Every inch of Deathloop is apparently designed with a purpose, there is no randomness, the objects, enemies and puzzles are well thought out; it’s clear that Deathloop is made with love.
The developers, Arkane Studios, had already perfected this style of first person shooter / action adventure, the Dishonored series shines through Deathloop and they are not trying to hide it.
The story is unique, the gameplay is well crafted and open, it’s a visual delight, and it’s the kind of game I had a hard time putting down.
Progressing through the world of Deathloop is as simple as exploring, fighting, dying (or cycling), repeating.
Each cycle will see him learn new things to help him get through the next stage and unlock new skills to launch him forward.

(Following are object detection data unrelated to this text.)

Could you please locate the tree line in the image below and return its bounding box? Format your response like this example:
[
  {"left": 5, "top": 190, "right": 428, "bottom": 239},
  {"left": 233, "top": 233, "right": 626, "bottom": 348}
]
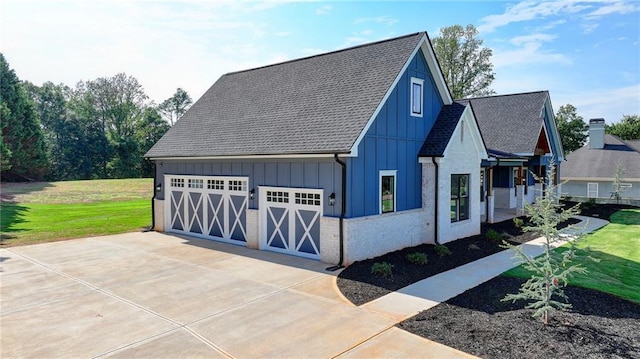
[{"left": 0, "top": 53, "right": 192, "bottom": 181}]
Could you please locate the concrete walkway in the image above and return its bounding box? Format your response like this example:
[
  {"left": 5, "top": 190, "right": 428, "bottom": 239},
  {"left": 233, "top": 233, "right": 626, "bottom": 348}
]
[{"left": 361, "top": 216, "right": 609, "bottom": 321}]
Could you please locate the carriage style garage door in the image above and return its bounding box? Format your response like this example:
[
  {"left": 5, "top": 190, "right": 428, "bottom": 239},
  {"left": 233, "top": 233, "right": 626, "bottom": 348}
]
[
  {"left": 164, "top": 175, "right": 248, "bottom": 244},
  {"left": 260, "top": 187, "right": 323, "bottom": 259}
]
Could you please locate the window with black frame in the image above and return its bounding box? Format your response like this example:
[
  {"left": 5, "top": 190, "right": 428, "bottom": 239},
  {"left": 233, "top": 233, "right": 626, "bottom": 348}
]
[{"left": 451, "top": 174, "right": 469, "bottom": 222}]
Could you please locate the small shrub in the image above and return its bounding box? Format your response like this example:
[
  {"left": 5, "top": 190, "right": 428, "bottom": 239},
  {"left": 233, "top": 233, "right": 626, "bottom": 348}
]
[
  {"left": 435, "top": 244, "right": 451, "bottom": 257},
  {"left": 371, "top": 262, "right": 393, "bottom": 278},
  {"left": 513, "top": 217, "right": 524, "bottom": 228},
  {"left": 407, "top": 252, "right": 427, "bottom": 266},
  {"left": 486, "top": 229, "right": 502, "bottom": 242}
]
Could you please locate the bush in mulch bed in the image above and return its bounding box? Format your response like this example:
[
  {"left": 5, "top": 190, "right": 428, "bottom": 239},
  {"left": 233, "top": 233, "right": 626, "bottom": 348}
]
[
  {"left": 338, "top": 217, "right": 579, "bottom": 305},
  {"left": 397, "top": 276, "right": 640, "bottom": 358}
]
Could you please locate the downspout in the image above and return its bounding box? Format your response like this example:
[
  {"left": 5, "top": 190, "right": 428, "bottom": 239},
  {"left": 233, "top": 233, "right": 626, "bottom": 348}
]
[
  {"left": 431, "top": 157, "right": 440, "bottom": 244},
  {"left": 142, "top": 161, "right": 158, "bottom": 233},
  {"left": 327, "top": 153, "right": 347, "bottom": 272}
]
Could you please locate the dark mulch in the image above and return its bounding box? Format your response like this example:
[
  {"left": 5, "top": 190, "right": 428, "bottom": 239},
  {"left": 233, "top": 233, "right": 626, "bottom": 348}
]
[
  {"left": 338, "top": 217, "right": 579, "bottom": 305},
  {"left": 397, "top": 277, "right": 640, "bottom": 358}
]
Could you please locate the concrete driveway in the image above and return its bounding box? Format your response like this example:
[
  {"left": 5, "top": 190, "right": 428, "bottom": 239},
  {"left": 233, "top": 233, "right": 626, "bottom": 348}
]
[{"left": 0, "top": 232, "right": 476, "bottom": 358}]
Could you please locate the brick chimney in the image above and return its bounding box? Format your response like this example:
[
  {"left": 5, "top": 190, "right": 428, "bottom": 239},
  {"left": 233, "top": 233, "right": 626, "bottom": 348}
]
[{"left": 589, "top": 118, "right": 604, "bottom": 150}]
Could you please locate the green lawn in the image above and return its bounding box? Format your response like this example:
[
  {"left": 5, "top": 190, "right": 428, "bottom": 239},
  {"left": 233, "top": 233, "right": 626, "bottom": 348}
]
[
  {"left": 0, "top": 179, "right": 153, "bottom": 246},
  {"left": 505, "top": 209, "right": 640, "bottom": 303}
]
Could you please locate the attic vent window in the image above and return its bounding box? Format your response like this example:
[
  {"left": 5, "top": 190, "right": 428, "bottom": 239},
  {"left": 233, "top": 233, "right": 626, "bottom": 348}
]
[{"left": 411, "top": 77, "right": 424, "bottom": 117}]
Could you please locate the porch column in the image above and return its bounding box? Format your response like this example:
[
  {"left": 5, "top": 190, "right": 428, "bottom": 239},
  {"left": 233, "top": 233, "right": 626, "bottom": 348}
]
[{"left": 487, "top": 167, "right": 495, "bottom": 223}]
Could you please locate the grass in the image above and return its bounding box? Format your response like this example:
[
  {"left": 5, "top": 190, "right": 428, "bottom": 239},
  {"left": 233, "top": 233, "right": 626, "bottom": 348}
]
[
  {"left": 505, "top": 209, "right": 640, "bottom": 303},
  {"left": 0, "top": 179, "right": 153, "bottom": 246}
]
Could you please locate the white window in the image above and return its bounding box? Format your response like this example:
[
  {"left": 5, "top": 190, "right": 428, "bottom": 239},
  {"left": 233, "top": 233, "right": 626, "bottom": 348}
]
[
  {"left": 411, "top": 77, "right": 424, "bottom": 117},
  {"left": 451, "top": 174, "right": 469, "bottom": 222},
  {"left": 380, "top": 170, "right": 398, "bottom": 213}
]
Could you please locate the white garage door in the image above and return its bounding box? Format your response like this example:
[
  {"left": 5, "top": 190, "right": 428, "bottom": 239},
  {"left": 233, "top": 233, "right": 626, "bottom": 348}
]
[
  {"left": 164, "top": 175, "right": 248, "bottom": 244},
  {"left": 260, "top": 187, "right": 323, "bottom": 259}
]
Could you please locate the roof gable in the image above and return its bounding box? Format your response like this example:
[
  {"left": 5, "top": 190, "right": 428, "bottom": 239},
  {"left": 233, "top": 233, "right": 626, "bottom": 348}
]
[
  {"left": 460, "top": 91, "right": 549, "bottom": 154},
  {"left": 145, "top": 32, "right": 450, "bottom": 158},
  {"left": 560, "top": 134, "right": 640, "bottom": 180},
  {"left": 419, "top": 101, "right": 488, "bottom": 159}
]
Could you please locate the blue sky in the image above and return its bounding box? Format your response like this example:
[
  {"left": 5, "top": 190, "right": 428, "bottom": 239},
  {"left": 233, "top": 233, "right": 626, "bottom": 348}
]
[{"left": 0, "top": 0, "right": 640, "bottom": 123}]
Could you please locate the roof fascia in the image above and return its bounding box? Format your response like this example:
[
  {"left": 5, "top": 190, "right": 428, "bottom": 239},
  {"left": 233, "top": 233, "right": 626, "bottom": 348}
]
[
  {"left": 542, "top": 91, "right": 564, "bottom": 162},
  {"left": 148, "top": 153, "right": 346, "bottom": 161},
  {"left": 560, "top": 175, "right": 640, "bottom": 183},
  {"left": 349, "top": 32, "right": 453, "bottom": 157}
]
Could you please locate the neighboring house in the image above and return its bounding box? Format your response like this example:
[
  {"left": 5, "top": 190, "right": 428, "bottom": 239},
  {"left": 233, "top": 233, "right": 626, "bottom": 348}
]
[
  {"left": 560, "top": 118, "right": 640, "bottom": 203},
  {"left": 145, "top": 32, "right": 488, "bottom": 264},
  {"left": 460, "top": 91, "right": 564, "bottom": 218}
]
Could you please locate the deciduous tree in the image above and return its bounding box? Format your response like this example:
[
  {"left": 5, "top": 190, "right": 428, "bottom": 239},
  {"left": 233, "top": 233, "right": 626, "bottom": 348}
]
[
  {"left": 0, "top": 54, "right": 48, "bottom": 180},
  {"left": 556, "top": 103, "right": 589, "bottom": 155},
  {"left": 606, "top": 115, "right": 640, "bottom": 140},
  {"left": 158, "top": 87, "right": 193, "bottom": 126},
  {"left": 432, "top": 24, "right": 495, "bottom": 98}
]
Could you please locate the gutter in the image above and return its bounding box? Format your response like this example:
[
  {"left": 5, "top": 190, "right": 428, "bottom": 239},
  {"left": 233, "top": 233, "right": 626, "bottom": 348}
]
[
  {"left": 431, "top": 157, "right": 440, "bottom": 244},
  {"left": 142, "top": 161, "right": 158, "bottom": 233},
  {"left": 327, "top": 153, "right": 347, "bottom": 272}
]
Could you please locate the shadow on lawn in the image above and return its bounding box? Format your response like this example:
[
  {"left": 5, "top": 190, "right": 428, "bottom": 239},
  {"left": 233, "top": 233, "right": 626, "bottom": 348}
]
[{"left": 0, "top": 202, "right": 29, "bottom": 244}]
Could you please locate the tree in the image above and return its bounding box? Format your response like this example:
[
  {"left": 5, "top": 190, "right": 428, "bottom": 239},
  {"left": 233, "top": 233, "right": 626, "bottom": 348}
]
[
  {"left": 502, "top": 163, "right": 587, "bottom": 324},
  {"left": 605, "top": 115, "right": 640, "bottom": 140},
  {"left": 158, "top": 87, "right": 193, "bottom": 126},
  {"left": 556, "top": 103, "right": 589, "bottom": 155},
  {"left": 432, "top": 24, "right": 495, "bottom": 98},
  {"left": 0, "top": 54, "right": 48, "bottom": 180},
  {"left": 136, "top": 107, "right": 169, "bottom": 177}
]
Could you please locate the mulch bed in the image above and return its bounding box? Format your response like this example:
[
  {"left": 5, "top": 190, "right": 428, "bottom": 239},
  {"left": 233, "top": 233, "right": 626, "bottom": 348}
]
[
  {"left": 338, "top": 203, "right": 640, "bottom": 359},
  {"left": 397, "top": 276, "right": 640, "bottom": 358},
  {"left": 337, "top": 217, "right": 579, "bottom": 305}
]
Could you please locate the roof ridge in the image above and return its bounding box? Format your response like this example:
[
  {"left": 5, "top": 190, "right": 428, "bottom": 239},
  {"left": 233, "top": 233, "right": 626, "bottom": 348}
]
[
  {"left": 605, "top": 133, "right": 640, "bottom": 153},
  {"left": 455, "top": 90, "right": 549, "bottom": 101},
  {"left": 222, "top": 31, "right": 427, "bottom": 76}
]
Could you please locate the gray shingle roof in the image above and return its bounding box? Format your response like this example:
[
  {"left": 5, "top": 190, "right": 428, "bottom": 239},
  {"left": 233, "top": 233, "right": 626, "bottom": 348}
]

There are four main playable maps (or levels); Updamm, The Complex, Fristad Rock and Karl’s Bay – Each level can be played at different times of the day, morning, noon, afternoon and night.
There will be times when you won’t have a reason to explore a certain area at a specific time of the day, but at the end of a cycle you can completely change.
End a day, complete the cycle, start again.
As the mystery unfolds, it becomes increasingly difficult to leave the controller, and quickly on the controller, the haptic and adaptive triggers take Deathloop to another level of immersion.
In the first few minutes of Deathloop you know it will be a journey.
You play as Colt, a man caught in a time loop and apparently the only one who doesn’t know why.
There is a sense of insecurity within Colt that you help shape as the story progresses.
It doesn’t take long until you find out why all this is happening and learn how to stop it; It all comes down to Julianna and the other visionaries.
Kill all visionaries in one day – break the circle.
Julianna Blake is the antagonist in the game, she’s also the other playable character in the game during Deathloop multiplayer, but we’ll get to that shortly.
The relationship between Colt and Julianna is beautifully crafted and the initial mystery drives the story enormously.
Every time you start the cycle, you will experience a new interaction with Julianna, I only remember one occasion when I heard her say the same thing to Colt as in the previous cycle.
And trust me, I did a lot of loops.
And while Deathloop strives to hit all the perfection markers, it has its flaws; Fortunately, they don’t make or break the game.
His story is gripping, but what oozes narrative that he sometimes has difficulty illustrating.
Deathloop starts out strong, its opening sequence is exciting. But the latter parts of the game and the climax of Deathloop are partially fulfilled with image-based cut scenes and every now and then he opts for a black screen with a voiceover.
I found myself ready to kill the eight visionaries without realizing that I had fully reached that point.
But his endings are satisfying in their own right, yes, there are multiples. And no, I’m not going to spoil them here.
I can’t talk too much about the game’s multiplayer, while the servers were up towards the end of the review period, I only managed to join a handful of games due to a lack of player base, although I can imagine it’s booming today. .
There are basically two multiplayer modes, one where you can open the game as Colt to intruders who play as Julianna, the other is where you will play as Julianna herself with the sole objective of killing Colt.
While playing as Juliann, she uses her own charge. All of your turn slabs and trinkets will need to be obtained individually, though you’ll start with the basic exchange slab (teleport) and a couple of character and weapon trinkets.
The slab and trinket system speaks to one of Arkane Studio’s previous titles, Dishonored.
It leads me to believe that although they are not confirmed, they are part of the same game universe.
There is no denying that Deathloop is one of the best games of 2021, by far. It’s an ambitious narrative filled with mindless violence and pure joy.
It is comfortably cemented for a podium in the game of the year race.
And while Deathloop might be the last Bethesda exclusive we’ve seen on PlayStation in a long time, they’ve at least given the PlayStation community a huge parting gift.
Deathloop is now available exclusively for PlayStation 5 and PC.